Recherche
Chroniques
Giuseppe Verdi
Otello | Othello
« Shakespeare, écrit Wagner dans Opéra et Drame (1851), avec son théâtre d’une durée limitée à l’action représentée par des êtres humains véritables, donna vie à l’histoire et au roman avec une telle vérité qu’il fut le premier à représenter des êtres humains dans toute la complexité de leur individualité. Aucun autre poète ne fit cela avant lui ».
Attaché à écrire ses propres livrets et arguments, le maître de Bayreuth a laissé à d’autres le soin de mettre en musique l’auteur d’Hamlet. Giuseppe Verdi (1813-1901) ne s’en est pas privé puisqu’au Macbeth de sa jeunesse (1847), adapté par Francesco Maria Piave [lire notre critique du DVD], succèdent Otello (1887) et Falstaff (1893), les ouvrages de l’âge mûr écrits en collaboration avec le compositeur-librettiste Arrigo Boito, ainsi que l’inachevé Re Lear dont le projet s’étala sur un quart de siècle sans jamais voir le jour (1843-1867).
Drame lyrique en quatre actes, l’adaptation d’Othello, the Moor of Venice (1604) met un terme à plus d’une décennie durant laquelle Verdi, à la suite d’Aida (1871), s’est éloigné de la scène, offrant juste révisions et remaniements à Simon Boccanegra (1857/1881) et Don Carlos (1867/1884). Otello lui demande huit ans de travail et triomphe au Teatro alla Scala (Milan), le 5 février 1887, apprécié pour son équilibre entre vocalité italienne – qui s’éloigne du bel canto au profit d’une déclamation plus libre – et orchestre allemand.
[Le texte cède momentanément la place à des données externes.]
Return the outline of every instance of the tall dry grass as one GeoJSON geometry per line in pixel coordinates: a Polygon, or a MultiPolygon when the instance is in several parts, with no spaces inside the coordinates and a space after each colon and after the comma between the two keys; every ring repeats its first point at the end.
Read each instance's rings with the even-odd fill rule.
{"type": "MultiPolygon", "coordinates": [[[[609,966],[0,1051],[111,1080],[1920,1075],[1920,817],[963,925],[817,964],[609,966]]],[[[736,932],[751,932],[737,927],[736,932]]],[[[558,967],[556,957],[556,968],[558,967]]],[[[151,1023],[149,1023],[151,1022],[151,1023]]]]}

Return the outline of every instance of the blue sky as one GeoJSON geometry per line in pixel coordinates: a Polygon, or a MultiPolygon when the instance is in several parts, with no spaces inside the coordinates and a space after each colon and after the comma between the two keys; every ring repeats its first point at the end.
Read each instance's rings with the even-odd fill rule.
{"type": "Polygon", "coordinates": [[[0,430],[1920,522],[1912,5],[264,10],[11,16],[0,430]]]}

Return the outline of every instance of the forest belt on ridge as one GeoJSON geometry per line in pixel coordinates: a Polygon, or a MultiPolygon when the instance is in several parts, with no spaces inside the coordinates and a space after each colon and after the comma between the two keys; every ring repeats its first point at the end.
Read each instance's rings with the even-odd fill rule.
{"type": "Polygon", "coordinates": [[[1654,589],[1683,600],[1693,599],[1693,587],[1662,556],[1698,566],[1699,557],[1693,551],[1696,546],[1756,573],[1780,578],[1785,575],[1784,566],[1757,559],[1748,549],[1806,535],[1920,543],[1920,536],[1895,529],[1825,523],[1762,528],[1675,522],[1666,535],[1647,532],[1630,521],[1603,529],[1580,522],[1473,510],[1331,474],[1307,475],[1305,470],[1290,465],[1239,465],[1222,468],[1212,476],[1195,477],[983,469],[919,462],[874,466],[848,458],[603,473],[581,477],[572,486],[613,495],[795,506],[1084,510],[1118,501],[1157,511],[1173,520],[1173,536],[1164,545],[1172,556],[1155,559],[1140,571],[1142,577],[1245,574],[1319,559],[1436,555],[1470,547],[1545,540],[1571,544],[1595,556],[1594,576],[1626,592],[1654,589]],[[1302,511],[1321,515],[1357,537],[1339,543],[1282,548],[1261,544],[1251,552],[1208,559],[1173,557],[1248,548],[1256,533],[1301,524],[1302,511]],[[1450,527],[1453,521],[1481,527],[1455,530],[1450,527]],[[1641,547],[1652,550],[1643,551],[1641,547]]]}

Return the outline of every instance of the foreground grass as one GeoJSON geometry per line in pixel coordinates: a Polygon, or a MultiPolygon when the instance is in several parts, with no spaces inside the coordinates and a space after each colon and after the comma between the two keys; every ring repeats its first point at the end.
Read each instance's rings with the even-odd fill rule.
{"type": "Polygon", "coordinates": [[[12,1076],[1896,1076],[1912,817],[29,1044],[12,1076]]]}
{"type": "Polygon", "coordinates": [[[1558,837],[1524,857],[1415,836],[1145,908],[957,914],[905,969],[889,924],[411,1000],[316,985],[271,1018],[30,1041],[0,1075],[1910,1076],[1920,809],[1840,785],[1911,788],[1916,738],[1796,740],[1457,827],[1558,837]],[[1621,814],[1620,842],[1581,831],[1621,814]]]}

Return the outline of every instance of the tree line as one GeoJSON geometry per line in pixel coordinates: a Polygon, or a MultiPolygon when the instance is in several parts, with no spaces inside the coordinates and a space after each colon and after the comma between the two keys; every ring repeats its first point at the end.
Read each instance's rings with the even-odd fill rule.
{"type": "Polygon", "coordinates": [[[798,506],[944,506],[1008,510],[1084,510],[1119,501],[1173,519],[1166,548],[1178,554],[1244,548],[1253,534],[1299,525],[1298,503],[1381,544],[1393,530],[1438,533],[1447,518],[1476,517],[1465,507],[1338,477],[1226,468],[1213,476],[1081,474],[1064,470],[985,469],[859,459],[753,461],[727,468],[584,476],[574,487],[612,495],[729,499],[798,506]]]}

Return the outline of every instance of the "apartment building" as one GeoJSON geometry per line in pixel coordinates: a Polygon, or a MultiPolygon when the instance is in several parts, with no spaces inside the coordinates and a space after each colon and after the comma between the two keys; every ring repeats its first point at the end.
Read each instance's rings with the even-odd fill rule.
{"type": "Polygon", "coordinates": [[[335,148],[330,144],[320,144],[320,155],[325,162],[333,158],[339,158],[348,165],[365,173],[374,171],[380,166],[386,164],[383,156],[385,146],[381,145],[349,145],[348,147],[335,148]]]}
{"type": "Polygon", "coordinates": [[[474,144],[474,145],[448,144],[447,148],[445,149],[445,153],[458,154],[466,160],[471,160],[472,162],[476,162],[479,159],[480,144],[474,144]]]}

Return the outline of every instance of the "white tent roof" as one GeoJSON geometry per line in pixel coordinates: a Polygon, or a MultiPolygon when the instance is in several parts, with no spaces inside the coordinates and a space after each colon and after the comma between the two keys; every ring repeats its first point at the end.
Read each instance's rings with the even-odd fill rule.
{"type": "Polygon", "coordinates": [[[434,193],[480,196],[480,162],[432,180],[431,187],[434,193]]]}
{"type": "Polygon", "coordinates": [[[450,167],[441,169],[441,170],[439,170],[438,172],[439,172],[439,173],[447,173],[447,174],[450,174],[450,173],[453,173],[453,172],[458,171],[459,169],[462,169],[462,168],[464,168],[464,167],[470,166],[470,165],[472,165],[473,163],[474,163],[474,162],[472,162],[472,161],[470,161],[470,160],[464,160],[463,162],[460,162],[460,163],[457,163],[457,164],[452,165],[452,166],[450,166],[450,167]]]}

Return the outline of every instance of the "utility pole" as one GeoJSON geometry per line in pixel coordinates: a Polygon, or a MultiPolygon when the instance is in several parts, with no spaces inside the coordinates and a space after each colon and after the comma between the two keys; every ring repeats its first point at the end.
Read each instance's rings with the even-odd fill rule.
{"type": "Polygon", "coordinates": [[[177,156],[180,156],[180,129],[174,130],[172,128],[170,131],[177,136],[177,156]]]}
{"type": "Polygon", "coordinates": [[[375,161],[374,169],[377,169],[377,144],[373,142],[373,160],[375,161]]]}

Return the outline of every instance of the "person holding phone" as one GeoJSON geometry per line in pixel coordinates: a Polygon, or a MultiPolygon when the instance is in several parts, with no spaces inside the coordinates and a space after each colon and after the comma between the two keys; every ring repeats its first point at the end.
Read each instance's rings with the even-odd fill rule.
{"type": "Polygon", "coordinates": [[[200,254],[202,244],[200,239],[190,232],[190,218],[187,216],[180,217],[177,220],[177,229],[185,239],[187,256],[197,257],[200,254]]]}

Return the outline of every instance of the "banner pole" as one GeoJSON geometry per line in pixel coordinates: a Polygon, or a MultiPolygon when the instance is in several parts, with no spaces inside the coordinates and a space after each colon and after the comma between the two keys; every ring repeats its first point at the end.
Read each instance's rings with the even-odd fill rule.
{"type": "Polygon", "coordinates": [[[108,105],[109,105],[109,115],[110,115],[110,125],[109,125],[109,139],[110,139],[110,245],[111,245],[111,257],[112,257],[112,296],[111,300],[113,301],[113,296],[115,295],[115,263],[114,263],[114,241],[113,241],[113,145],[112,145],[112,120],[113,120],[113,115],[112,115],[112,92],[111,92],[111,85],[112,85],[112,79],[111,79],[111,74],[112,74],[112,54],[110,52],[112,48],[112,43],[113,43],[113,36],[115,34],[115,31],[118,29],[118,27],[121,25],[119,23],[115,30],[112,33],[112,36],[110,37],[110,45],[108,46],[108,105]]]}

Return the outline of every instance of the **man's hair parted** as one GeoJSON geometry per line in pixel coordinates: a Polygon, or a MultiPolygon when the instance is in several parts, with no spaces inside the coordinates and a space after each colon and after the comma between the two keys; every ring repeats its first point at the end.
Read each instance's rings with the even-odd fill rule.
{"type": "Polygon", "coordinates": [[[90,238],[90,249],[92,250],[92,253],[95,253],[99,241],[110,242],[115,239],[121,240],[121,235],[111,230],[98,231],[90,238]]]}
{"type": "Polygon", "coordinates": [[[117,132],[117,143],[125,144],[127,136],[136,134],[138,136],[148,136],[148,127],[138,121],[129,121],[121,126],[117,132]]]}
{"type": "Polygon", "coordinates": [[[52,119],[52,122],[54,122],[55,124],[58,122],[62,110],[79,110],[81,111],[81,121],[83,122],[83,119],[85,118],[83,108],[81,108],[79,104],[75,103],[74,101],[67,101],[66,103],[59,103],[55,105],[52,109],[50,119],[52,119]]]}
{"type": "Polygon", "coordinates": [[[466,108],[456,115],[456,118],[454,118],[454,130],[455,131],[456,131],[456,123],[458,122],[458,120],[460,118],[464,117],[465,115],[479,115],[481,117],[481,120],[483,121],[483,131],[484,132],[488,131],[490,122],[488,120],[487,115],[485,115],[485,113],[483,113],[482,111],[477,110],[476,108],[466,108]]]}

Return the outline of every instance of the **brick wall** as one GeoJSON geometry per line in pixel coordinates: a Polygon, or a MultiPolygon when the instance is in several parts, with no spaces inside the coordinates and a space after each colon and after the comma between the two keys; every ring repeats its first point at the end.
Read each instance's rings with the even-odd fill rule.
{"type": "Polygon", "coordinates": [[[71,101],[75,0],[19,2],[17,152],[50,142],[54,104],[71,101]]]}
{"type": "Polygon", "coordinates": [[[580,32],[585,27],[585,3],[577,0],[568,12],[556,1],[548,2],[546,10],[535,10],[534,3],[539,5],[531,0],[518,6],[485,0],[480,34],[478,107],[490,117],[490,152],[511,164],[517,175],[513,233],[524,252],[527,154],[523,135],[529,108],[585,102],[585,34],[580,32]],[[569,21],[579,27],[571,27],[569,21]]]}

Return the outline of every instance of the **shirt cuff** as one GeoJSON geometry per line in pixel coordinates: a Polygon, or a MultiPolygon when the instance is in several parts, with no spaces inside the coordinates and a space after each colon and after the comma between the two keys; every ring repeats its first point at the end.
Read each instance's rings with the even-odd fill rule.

En août 2008, le Salzburger Festspiele présentait le huitième opéra le plus joué de Verdi, mis en scène par Stephen Langridge de façon somme toute classique mais animée, rappelant par un Iago tirant des rideaux, ici et là, à quel point il est le personnage principal voulu par le compositeur. En fosse avec les Wiener Philharmoniker, Riccardo Muti offre attaques flamboyantes, contrastes expressifs et énergie paradoxalement sertie, tout en restant attentif aux voix.
On apprécie également le trio vocal principal : Aleksandrs Antonenko (rôle-titre) offre puissance et lumière, Marina Poplavskaïa (Desdemona) s’avère infiniment nuancée, chaleureuse et veloutée – la diction passable étant compensée par un legato sublime –, tandis que Carlos Álvarez (Iago), baryton stable mais manquant de graves et trop grimaçant, possède un côté « brave homme » qui fonctionne dans cette histoire de trahison.
La distribution ne serait pas complète sans l’efficace Barbara di Castri (Emilia), le très clair Stephen Costello (Cassio), Antonello Ceron (Roderigo), l’ample Mikhaïl Petrenko (Lodovico), le vaillant Simone Del Savio (Montano) et le prometteur Andrea Porta (un héraut).